Continuous Batching:
- The Problem (Static Batching): Inefficiently handles real-world traffic where requests arrive at different times and have different lengths. It leads to significant GPU idle time as the system waits for batches to fill or for the longest sequence in a batch to finish.
- The Solution: The server operates on a fine-grained, iteration-level schedule. After every single token generation step, the scheduler checks for any sequences that have completed, removes them from the batch, and immediately fills the freed-up slots with new requests from a waiting queue. This ensures the GPU is always operating at maximum capacity, dramatically increasing overall throughput.
PagedAttention (vLLM):
- The Problem (Memory Fragmentation): The KV cache creates massive memory waste. Allocating a contiguous block of memory for the maximum possible context length for every request leads to:
  - Internal Fragmentation: Most sequences are shorter than the max, leaving the allocated block mostly empty.

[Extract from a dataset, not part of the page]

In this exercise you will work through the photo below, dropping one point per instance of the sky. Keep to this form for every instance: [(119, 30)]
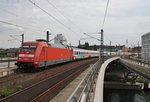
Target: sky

  - External Fragmentation: The memory space becomes a patchwork of used and free blocks, making it hard to find a contiguous slot for a new request.
- The Solution: Inspired by virtual memory and paging from operating systems, PagedAttention divides the entire KV cache space into small, fixed-size blocks ("pages"). A sequence's KV cache is no longer a single contiguous block but a collection of pages scattered across physical memory. A "page table" maps the logical token positions of a sequence to their physical page locations.
- The Killer Feature (Sharing): Paging enables efficient, zero-copy memory sharing. If multiple requests share a common prefix (e.g., the same long system prompt or the same initial turns in a conversation), their logical page tables can all point to the same physical pages in memory. This avoids redundant computation and saves enormous amounts of memory, boosting system throughput significantly. When a sequence needs to generate a new token that diverges, a copy-on-write mechanism is used.